According to industry body Nasscom, with the fee being applicable from 2026 onward, it gives sufficient time for companies to further step up skilling programs in the US and enhance local hiring. "The industry is spending more than a billion USD on local upskilling and hiring in the US, and the number of local hires has increased tremendously."
Over the years, Indian and India-centric companies operating in the US have significantly reduced their dependencies on H-1B visas and steadily increased their local hiring. As per available data, H-1B issued to the leading India and India centric companies has decreased from 14,792 in 2015 to 10,162 in 2024. "H-1B workers for the top 10 Indian and India centric companies are less than 1 per cent of their entire employee base. Given this trajectory, we anticipate only a marginal impact for the sector," Nasscom said in a statement.
H-1B is high skilled worker mobility and a non-immigrant visa that bridges critical skills gap in the US. Salaries are at par with local hires.
On September 20, 2025, the White House issued a clarification that the measure will not affect current visa holders and will apply as a one-time fee only to fresh petitions. This has helped address the immediate ambiguity surrounding eligibility and timelines. This alleviates concerns on business continuity and uncertainty for H-1B holders that were outside the US.
Nasscom has advocated for predictable and stable skilled talent mobility frameworks, which are critical for sustaining national competitiveness and have long fuelled US innovation and economic growth. Nasscom believes skilled talent mobility will be central to enabling businesses to make forward-looking investment decisions, accelerate research, and strengthen nations' position in the global innovation economy.
IT firm Cyient does not anticipate any material impact on its financials for FY26 and immediate term. "For FY25, the number of Cyient employees deployed on H1B was 6. Cyient's philosophy has always been in building a truly global engineering and technology enterprise to support our diversified portfolio of businesses. We are local in our approach to build talent and global in our outlook, which defines our market leadership and our risk mitigation approach in today's rapidly evolving world," the company said.

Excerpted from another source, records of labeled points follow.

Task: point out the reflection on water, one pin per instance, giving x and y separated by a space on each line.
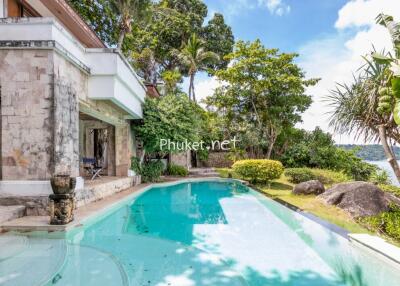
204 233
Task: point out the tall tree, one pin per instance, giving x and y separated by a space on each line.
218 38
172 117
357 110
264 89
129 11
195 58
100 16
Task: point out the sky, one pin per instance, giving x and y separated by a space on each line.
331 36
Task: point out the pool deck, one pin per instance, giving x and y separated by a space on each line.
41 223
374 244
93 209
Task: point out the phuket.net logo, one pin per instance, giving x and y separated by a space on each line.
186 145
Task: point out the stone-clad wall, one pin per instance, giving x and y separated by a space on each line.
105 110
69 83
41 95
26 82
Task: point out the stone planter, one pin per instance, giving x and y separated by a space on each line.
63 184
62 202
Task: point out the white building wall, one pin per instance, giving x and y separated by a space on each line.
2 12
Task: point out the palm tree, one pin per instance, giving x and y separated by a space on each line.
128 12
195 58
355 110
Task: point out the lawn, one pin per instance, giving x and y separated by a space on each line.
281 189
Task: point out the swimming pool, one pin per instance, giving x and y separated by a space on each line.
209 232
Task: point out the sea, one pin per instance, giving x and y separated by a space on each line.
384 165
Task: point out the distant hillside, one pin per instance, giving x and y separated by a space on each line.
371 152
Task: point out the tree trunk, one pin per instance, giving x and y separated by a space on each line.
270 148
191 89
388 151
142 157
120 40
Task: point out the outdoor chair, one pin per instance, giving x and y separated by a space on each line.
91 167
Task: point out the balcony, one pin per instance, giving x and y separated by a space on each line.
111 77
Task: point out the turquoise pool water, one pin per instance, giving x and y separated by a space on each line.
194 233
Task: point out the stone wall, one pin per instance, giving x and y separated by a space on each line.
26 87
42 93
122 153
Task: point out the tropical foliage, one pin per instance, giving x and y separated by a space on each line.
264 93
298 175
258 171
367 107
195 58
172 117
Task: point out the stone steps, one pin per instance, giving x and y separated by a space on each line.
11 212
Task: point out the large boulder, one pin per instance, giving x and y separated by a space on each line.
359 199
313 187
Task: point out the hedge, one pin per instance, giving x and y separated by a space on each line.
299 175
258 170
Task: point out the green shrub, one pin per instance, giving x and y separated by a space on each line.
330 177
258 170
390 189
298 175
386 222
176 170
379 177
150 171
225 172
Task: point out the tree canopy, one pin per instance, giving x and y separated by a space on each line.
172 117
264 92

According to Aditya Narayan Mishra, MD and CEO, CIEL HR, "This proclamation has caught everyone off guard. We will have to wait and watch if it gets challenged in US courts, because a measure of this scale will hurt their own economy and is unlikely to sustain in its current form. Over the last decade, Indian IT companies have steadily reduced their dependence on H-1B visas, building strong local and nearshore talent pools. Their business models have already evolved to absorb.

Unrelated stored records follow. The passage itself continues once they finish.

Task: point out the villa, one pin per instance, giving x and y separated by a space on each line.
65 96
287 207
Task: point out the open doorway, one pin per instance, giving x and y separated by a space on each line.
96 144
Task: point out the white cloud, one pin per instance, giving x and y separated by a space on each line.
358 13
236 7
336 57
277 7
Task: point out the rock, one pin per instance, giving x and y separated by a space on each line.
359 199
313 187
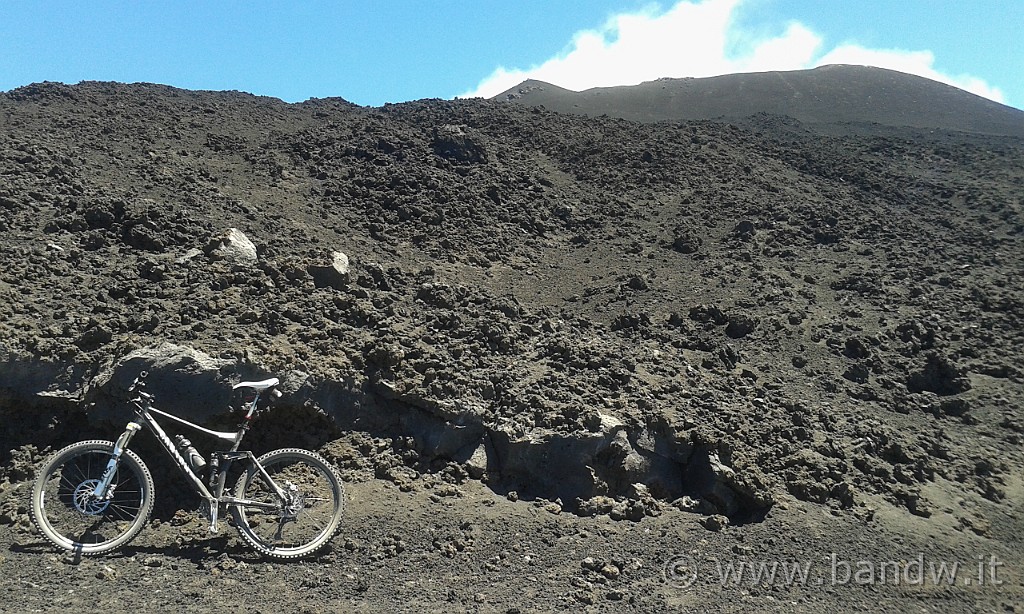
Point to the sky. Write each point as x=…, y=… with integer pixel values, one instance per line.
x=377, y=51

"Indian IT firms will not bear such costs and pass on the costs to clients directly or indirectly. This will accelerate alternative talent models. With employers reluctant to commit to the heavy cost of sponsorship, we could see greater reliance on remote contracting, offshore delivery, and gig workers. This may stretch the project implementation timelines of clients as people will not be available locally. For individual professionals, there will be disruption, especially around renewals and mobility, but over time both employees and companies will find new ways of working. The real question is how long this policy can last, given its potential to undermine the competitiveness of the U.S. economy itself," Mishra added.